NEW YORK (Hollywood Reporter) - Oscar organizers’ shock announcement Wednesday that they will double the number of best picture nominees to 10 for next year’s Oscar ceremony is both a shrewd marketing move and a questionable policy change.
Most obviously — and hopefully, from the standpoint of the Academy of Motion Pictures Arts and Sciences — it broadens the kind of movies that could get nominated, potentially also broadening the audience for the telecast.
If the assumption was that “The Dark Knight” last year was the sixth best-picture choice and “Iron Man” wasn’t far behind, that would have meant two superhero nominees in the mix (superhero nominees with no chance of winning, but that’s another matter).
Of course if the criteria remain the same, it may just mean that there are more art-house pictures nominated (isn’t art-house what the Oscars are supposed to be about anyway?). Which means that the Academy hasn’t so much democratized with its biggest category as much as it’s given us more specialty movies.

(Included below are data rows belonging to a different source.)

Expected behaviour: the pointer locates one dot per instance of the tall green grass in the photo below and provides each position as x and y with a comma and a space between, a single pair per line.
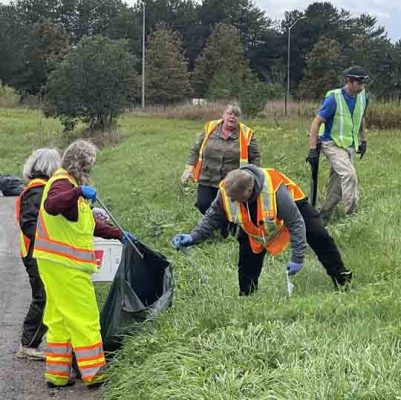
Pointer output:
212, 344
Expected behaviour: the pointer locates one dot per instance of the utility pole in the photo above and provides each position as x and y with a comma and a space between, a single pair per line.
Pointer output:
287, 95
143, 52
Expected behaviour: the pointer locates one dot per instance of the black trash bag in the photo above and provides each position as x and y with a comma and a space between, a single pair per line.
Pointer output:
11, 185
141, 289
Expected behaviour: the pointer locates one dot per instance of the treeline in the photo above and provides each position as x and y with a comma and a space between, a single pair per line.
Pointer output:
215, 48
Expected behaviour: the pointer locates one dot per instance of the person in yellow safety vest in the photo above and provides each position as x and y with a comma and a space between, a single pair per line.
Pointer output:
223, 145
65, 255
271, 211
343, 115
38, 168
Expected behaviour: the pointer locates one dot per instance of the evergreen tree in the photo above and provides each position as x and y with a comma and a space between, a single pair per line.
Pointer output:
324, 68
167, 78
94, 83
223, 52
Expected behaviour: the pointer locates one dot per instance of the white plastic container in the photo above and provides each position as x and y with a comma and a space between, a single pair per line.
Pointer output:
108, 257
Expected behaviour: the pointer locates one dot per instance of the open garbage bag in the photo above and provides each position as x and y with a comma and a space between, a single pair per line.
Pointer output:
11, 185
141, 289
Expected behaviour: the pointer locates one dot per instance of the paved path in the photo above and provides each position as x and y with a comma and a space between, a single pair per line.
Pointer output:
21, 379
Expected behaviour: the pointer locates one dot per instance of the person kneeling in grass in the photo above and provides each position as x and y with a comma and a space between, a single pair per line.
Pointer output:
271, 211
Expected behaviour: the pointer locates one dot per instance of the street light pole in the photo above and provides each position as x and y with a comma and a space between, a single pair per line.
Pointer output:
287, 95
143, 54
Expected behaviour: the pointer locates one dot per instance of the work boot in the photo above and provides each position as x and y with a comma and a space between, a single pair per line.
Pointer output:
342, 279
52, 385
224, 231
30, 353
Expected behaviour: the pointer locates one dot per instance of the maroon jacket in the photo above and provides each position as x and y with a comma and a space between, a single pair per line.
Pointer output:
62, 198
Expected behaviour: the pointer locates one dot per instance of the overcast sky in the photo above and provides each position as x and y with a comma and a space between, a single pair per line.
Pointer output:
387, 12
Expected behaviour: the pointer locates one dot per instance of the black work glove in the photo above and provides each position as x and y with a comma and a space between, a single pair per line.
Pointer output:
312, 159
362, 148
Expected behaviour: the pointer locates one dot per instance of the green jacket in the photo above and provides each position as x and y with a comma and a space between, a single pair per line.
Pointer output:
220, 156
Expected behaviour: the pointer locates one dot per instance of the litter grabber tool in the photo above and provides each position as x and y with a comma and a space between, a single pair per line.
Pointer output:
314, 176
290, 285
119, 226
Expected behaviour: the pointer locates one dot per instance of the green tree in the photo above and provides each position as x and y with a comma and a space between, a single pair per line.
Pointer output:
167, 78
324, 67
223, 52
93, 83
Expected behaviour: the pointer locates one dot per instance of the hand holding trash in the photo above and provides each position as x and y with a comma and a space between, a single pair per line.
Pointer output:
127, 236
312, 159
187, 174
293, 268
182, 240
88, 192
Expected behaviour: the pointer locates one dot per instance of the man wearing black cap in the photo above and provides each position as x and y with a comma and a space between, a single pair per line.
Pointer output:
343, 115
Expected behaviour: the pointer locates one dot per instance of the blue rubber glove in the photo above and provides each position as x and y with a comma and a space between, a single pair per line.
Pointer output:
294, 268
88, 192
182, 240
126, 235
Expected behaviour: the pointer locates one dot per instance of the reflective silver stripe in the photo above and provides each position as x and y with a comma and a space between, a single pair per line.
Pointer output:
43, 244
39, 227
58, 367
339, 102
89, 373
58, 349
98, 352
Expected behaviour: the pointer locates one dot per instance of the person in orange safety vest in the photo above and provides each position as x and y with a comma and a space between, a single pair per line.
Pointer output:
271, 212
66, 259
38, 168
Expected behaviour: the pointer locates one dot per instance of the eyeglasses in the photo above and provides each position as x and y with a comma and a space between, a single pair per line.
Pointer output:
359, 78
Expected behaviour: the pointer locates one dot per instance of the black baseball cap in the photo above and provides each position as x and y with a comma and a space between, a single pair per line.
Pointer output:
356, 73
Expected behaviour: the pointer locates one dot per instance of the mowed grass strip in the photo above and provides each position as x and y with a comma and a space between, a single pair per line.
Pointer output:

But even assuming that the deeper pool means a different kind of movie gets in, there are still questions about what this does to the campaign process. The move will no doubt be a boon to all those outlets who benefit from Oscar dollars — including The Hollywood Reporter — as studios who normally would have taken out a few token ads and walked away might suddenly thrust themselves into the race.
But by opening up so many opportunities, it will also inject an intensity and cutthroat-ness to studio bids — the exact thing the Academy has worked so hard to stamp out over the past decade. And that’s not even taking into account the curmudgeon argument — namely, if everyone’s a winner (or nominee) is anyone really a winner?
Perhaps the biggest paradox in all this is that the shift comes at a time when it’s least necessary. Five years ago, with nearly a dozen specialty divisions of major studios cranking out scores of worthy movies, there were numerous legitimate contenders that couldn’t squeeze through Oscar’s bottleneck.
But with so many studios out of the awards business, the expansion isn’t needed. The Academy is doubling its slots at the exact moment when English-language awards movies are dwindling. This feels like a university doubling its eligible slots at the exact moment enrollment is down. Industry pundits have already been struggling to list five worthy best-picture contenders.
Anyone have a movie to pitch? The Academy is listening.